A presença marcante na história da literatura recente de Pernambuco será mais uma vez devidamente reconhecida no ano que vem: Tarcísio vai ser homenageado pela, Bienal do Livro de Pernambuco. Contente com a honraria, ele não esquece seu xodó, a sua antiga livraria, e já organiza para o próximo sábado a festa Nos Tempos da Livro 7. Ela vai acontecer no Bar Biruta, buscando reunir os antigos amigos e frequentadores da livraria. O tema ainda deve virar documentário pelas mãos de Cláudio Aguiar, que já começou filmar depoimentos de frequentadores do espaço, como Jomard Muniz de Britto e Geneton Moraes Neto.
Leia a matéria completa no Jornal do Commercio deste domingo (22/7).
Comentários
Já trabalhei pra este homem na época do Livro 7, um ser com uma dignidade e carate, todos os funcionários do livro 7 o admirava. Eu acho que ele não lembra de mim, mas dele eu nunca esqueci, ele com aquela barba exótica, e o seu chapéu azul.

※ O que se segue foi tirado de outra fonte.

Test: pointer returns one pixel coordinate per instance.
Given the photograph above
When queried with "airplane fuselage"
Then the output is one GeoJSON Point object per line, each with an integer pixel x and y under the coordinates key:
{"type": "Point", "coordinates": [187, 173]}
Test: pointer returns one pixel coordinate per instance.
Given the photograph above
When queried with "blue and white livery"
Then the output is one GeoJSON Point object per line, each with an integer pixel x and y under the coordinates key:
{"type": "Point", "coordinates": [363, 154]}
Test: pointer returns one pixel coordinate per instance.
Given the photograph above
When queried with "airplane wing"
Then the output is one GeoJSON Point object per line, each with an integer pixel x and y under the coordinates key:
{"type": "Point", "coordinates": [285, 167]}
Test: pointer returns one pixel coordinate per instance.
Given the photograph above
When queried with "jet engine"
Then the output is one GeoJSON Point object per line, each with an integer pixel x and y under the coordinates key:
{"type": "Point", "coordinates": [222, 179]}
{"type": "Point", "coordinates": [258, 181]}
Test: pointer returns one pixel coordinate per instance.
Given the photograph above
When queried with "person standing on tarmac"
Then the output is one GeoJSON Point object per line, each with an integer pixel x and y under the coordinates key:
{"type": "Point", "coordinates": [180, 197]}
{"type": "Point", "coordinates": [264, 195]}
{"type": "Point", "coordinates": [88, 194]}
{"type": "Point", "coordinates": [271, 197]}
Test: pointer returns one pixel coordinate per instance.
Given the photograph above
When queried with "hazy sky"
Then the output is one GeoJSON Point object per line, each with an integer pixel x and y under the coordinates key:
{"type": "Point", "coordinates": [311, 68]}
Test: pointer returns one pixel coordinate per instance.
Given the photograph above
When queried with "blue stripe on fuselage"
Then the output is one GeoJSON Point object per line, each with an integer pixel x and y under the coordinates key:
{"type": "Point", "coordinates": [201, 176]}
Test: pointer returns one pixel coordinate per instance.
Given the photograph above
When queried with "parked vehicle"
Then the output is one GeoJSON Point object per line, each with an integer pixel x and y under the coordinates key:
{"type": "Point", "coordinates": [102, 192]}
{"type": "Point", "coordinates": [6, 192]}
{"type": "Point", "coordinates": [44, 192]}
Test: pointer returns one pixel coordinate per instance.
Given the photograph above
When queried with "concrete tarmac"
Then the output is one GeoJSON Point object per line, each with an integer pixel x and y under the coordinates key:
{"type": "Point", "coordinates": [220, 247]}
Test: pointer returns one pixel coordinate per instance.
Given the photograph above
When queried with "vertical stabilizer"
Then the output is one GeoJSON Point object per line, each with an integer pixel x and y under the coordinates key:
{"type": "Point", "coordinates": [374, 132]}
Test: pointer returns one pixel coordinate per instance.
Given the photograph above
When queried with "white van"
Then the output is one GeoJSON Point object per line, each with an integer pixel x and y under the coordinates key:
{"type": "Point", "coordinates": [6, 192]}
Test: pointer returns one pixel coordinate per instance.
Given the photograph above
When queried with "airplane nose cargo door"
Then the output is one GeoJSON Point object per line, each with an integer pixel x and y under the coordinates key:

Boa noite Sr. Tarcísio. É com grande satisfação, que leio esses comentários e fico muito feliz em saber que podemos contar com uma editora que vai ajudar aos escritores, a passarem para o publico o que temos para os oferecer. Espero que minha pessoa também possa fazer parte dessa família se assim posso os chamar. Não foi por acaso que lhe encontrei, pois creio em Deus que é nele a quem clamo, pedindo orientação para que eu possa divulgar o que sei, e o que aprendo. É atravez da literatura, dos livros que busco passar para os outros o que sei. por isso que venho de antemão agradecer a oportunidade que o mesmo pediu o meu futuro livro para analisar. Que Deus ilumine seus passos, e que todos os seus objetivos possam se realizarem. Atenciosamente edilson c. silva
Boa noite Sr. Tarcísio. É com grande satisfação, que leio esses comentários e fico muito feliz em saber que podemos contar com uma editora que vai ajudar aos escritores, a passarem para o publico o que temos para os oferecer. Espero que minha pessoa também possa fazer parte dessa família se assim posso os chamar. Não foi por acaso que lhe encontrei, pois creio em Deus que é nele a quem clamo, pedindo orientação para que eu possa divulgar o que sei, e o que aprendo. É atravez da literatura, dos livros que busco passar para os outros o que sei. por isso que venho de antemão agradecer a oportunidade que o mesmo pediu o meu futuro livro para analisar. Que Deus ilumine seus passos, e que todos os seus objetivos possam se realizarem. Atenciosamente edilson c. silva
Tarcísio, parabéns pela nova empreitada.
O LIVREIRO TARCÍSIO tem mais uma faceta que o vai levar diretamente para o Céu: VENDIA, FIADO, livros para os estudantes pobres de Direito (eu era um deles) para pagamento por semana, quinzena ou mês, sem exigir nenhuma garantia. Era apenas uma ficha com o nome do aluno, onde ele ia abantendo o valor pago (pagávamos o quanto cada um podia). Tarcísio, um grande abraço, nunca o esqueceremos!!